Grant’s Vicksburg campaign officially began on March 29, 1863, when he ordered McClernand’s Corps to open a road for the army from Milliken’s Bend to the river below the city. Considerable work had been done previously when it was contemplated that a canal from Duckport to the river below Vicksburg might offer passage to the fleet. Falling waters had finally defeated this plan and, during April, McClernand’s engineers labored to bridge streams, corduroy roads, and build flatboats to cross areas still covered by flood waters. During that month also, elements of the Army of the Tennessee accomplished the 70-mile march and assembled at a small hamlet appropriately named, Hard Times, in view of Grant’s unpleasant bayou experiences.
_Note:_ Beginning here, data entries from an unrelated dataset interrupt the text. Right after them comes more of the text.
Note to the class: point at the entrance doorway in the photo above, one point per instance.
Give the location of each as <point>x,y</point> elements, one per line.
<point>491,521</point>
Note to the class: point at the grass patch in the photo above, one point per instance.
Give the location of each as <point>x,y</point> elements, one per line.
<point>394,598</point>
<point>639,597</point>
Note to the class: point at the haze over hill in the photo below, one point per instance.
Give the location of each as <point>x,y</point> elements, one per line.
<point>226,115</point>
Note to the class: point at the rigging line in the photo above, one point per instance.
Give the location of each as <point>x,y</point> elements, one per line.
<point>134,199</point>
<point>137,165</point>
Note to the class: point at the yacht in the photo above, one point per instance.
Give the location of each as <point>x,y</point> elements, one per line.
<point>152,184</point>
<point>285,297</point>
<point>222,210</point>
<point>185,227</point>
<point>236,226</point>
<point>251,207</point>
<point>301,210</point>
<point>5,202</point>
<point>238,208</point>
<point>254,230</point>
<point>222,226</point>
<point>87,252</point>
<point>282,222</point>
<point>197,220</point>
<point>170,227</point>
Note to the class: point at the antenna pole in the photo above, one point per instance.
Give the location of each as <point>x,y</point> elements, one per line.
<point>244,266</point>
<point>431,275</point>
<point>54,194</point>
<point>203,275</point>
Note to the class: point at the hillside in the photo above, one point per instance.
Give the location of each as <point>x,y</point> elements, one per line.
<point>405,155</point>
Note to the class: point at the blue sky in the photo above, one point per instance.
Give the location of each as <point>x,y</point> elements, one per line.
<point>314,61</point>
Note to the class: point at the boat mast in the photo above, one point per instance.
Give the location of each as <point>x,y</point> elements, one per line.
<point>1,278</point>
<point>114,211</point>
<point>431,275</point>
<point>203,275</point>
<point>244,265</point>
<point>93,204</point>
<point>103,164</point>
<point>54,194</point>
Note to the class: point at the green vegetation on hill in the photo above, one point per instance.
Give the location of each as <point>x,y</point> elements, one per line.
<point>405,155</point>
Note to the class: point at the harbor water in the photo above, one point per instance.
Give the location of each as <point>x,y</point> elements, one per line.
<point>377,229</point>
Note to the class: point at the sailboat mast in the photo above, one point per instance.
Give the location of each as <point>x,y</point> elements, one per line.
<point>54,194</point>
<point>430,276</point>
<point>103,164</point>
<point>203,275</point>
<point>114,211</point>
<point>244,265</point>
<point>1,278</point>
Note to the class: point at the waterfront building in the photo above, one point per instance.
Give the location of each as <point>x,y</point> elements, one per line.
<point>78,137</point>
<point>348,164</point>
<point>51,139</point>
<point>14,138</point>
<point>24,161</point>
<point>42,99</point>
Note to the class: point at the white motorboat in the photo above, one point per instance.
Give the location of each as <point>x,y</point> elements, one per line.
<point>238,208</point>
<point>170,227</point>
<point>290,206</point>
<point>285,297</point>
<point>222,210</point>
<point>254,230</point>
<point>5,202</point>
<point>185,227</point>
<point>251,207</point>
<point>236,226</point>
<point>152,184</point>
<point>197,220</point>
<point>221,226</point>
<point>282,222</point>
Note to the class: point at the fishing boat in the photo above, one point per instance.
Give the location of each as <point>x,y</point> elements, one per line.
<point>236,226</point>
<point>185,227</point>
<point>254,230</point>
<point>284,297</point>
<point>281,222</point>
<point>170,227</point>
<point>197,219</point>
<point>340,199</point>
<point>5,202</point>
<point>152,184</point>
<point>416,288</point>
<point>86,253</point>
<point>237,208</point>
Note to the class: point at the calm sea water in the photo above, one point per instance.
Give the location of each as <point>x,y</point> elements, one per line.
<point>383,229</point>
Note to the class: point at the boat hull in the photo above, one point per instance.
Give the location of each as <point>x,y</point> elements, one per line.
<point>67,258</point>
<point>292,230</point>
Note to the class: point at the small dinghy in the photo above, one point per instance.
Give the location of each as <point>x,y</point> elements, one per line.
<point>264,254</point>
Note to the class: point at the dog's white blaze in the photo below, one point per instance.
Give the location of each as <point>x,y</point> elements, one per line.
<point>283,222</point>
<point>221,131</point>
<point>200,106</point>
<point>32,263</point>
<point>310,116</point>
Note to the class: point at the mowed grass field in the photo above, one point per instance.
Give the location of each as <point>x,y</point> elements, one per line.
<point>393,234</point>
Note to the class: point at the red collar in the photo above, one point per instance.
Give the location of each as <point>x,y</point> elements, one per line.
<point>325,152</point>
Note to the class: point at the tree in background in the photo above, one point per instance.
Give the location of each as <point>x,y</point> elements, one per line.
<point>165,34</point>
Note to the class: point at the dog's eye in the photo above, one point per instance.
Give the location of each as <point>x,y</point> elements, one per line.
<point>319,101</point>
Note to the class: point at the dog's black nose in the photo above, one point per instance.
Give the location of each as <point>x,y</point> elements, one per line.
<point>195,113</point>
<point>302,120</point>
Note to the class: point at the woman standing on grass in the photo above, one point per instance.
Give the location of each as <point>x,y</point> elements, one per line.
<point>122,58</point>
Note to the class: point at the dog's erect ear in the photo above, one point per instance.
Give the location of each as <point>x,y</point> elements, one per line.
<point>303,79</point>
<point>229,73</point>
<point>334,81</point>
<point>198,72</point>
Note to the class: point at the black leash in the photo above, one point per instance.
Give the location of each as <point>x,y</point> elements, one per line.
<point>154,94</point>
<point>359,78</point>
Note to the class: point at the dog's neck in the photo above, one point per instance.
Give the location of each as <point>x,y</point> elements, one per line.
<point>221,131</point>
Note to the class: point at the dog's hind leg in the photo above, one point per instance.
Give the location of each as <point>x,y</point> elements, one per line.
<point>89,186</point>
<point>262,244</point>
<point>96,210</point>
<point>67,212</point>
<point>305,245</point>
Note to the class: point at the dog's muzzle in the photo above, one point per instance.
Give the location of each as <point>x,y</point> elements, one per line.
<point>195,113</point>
Here they were across the river from the Confederate stronghold of Grand Gulf, 25 miles below Vicksburg.

Adm. David Dixon Porter, commanding the Union naval operations on the inland waters. Courtesy National Archives.
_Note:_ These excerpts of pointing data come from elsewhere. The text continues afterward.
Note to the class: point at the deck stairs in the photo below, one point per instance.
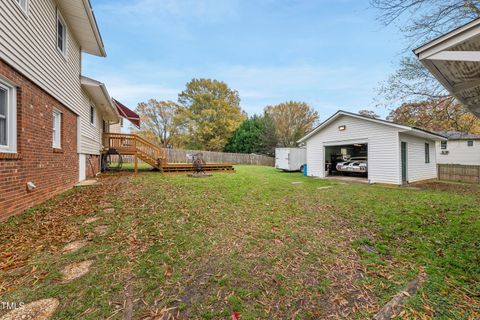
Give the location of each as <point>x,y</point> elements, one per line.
<point>134,145</point>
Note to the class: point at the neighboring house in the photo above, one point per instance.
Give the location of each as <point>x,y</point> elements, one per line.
<point>396,153</point>
<point>51,117</point>
<point>125,113</point>
<point>461,148</point>
<point>454,60</point>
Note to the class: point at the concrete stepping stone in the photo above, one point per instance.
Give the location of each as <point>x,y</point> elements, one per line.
<point>37,310</point>
<point>91,220</point>
<point>74,246</point>
<point>76,270</point>
<point>101,230</point>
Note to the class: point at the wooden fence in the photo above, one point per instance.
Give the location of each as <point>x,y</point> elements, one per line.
<point>182,156</point>
<point>457,172</point>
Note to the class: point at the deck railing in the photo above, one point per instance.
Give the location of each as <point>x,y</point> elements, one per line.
<point>131,144</point>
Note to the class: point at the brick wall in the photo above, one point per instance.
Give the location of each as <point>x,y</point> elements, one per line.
<point>51,170</point>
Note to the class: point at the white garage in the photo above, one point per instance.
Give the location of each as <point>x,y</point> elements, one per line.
<point>395,154</point>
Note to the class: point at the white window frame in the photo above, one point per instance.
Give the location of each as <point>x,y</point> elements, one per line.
<point>427,152</point>
<point>23,8</point>
<point>92,117</point>
<point>11,146</point>
<point>65,33</point>
<point>56,129</point>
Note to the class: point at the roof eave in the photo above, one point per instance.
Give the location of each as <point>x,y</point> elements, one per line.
<point>107,105</point>
<point>346,113</point>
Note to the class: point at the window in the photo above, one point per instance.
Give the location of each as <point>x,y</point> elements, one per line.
<point>61,35</point>
<point>8,117</point>
<point>92,115</point>
<point>23,5</point>
<point>427,153</point>
<point>57,127</point>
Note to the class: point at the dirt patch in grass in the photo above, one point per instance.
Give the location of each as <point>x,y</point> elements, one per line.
<point>74,246</point>
<point>454,187</point>
<point>38,310</point>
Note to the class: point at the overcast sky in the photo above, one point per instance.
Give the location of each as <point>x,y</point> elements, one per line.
<point>331,54</point>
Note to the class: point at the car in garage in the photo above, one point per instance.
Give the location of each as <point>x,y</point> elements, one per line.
<point>354,165</point>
Porter’s gunboats running the Vicksburg batteries on the night of April 16, 1863. From a wartime sketch.

This remarkable wartime photograph, taken by a Confederate Secret Service agent, shows Grierson’s cavalrymen near the end of their 600-mile raid behind the Confederate lines. From Photographic History of the Civil War.
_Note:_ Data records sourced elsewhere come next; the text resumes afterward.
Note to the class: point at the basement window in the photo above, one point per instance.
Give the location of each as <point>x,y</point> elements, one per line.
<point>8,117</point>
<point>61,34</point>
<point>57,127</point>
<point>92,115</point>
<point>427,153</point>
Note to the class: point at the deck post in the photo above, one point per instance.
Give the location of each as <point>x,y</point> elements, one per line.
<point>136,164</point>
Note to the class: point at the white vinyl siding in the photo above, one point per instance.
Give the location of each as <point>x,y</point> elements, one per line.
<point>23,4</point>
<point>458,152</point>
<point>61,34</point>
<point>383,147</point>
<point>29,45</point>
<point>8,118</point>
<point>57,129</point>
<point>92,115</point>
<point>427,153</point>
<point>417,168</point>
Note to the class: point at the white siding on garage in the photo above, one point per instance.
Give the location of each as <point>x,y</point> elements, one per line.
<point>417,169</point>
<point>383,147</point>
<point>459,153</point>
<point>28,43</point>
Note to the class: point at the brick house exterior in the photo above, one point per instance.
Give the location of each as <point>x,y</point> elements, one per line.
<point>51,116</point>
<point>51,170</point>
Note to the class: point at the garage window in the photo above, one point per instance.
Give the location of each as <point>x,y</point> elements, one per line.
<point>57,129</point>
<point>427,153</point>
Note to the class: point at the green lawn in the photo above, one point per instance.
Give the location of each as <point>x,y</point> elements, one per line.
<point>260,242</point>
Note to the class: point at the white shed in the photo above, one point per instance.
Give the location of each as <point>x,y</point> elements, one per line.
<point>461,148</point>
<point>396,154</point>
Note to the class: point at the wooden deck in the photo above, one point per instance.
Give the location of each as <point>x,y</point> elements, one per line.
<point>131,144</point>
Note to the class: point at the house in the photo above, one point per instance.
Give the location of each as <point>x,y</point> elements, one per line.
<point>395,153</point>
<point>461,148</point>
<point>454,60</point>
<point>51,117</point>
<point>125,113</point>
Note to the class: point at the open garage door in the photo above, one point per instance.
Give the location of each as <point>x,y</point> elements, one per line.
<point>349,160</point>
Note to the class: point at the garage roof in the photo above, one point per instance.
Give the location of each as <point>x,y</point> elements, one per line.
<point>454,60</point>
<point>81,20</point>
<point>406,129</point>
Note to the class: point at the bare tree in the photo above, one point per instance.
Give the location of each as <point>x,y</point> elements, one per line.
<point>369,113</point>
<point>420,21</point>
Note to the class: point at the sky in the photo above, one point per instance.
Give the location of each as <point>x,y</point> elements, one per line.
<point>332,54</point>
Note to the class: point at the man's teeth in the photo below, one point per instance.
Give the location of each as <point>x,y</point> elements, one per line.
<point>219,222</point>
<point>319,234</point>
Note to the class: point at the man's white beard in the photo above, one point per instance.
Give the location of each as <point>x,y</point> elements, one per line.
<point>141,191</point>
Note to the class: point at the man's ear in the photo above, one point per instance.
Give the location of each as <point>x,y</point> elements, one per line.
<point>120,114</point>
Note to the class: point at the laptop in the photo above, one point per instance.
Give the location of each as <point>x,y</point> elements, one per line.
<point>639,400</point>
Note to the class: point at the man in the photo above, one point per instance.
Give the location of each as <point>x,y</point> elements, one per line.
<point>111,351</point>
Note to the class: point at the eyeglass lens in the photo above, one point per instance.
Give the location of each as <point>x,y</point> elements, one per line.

To ferry the Union Army across the Mississippi, it was necessary for Porter’s fleet, in anchorage north of Vicksburg, to run the batteries and rendezvous with Grant below. While naval craft singly and in groups had, on occasion, passed these batteries successfully before, it was still a formidable undertaking for which careful preparation was required. As protection against shellfire, each vessel had its port side, which would face the Vicksburg guns in passage, piled high with bales of cotton, hay, and grain. Coal barges were lashed alongside as an additional defense.

Shortly before midnight, April 16, Confederate pickets in skiffs at the bend of the river above Vicksburg saw the muffled fleet bearing down upon them and quickly gave the alarm. Tar barrels along the bank were ignited and buildings in the small village of De Soto across the river were set afire. The blinding light of a great flare helped illuminate the river and outline the fleet for the Confederate gunners. Tier upon tier of the river batteries thundered down on the Union vessels. In return, these boats delivered their broadsides into the city as they passed so close that the clatter of bricks from falling buildings could be heard on board.

Through this “magnificent, but terrible” spectacle—one of the most fearful pageants of the war—steamed the fleet in single file. “Their heavy shot walked right through us,” related Porter. Every one of the 12 boats was hit repeatedly. Many went out of control and revolved slowly with the current. Despite the furious bombardment, only one craft was sunk; within a few days damages were repaired and the fleet joined the army at the village of Hard Times. Because of the difficulty of supplying the army by wagon train over the wretched road from Milliken’s Bend, 6 transports and 12 barges loaded with supplies ran the batteries a few nights later with the loss of 1 transport and 6 barges.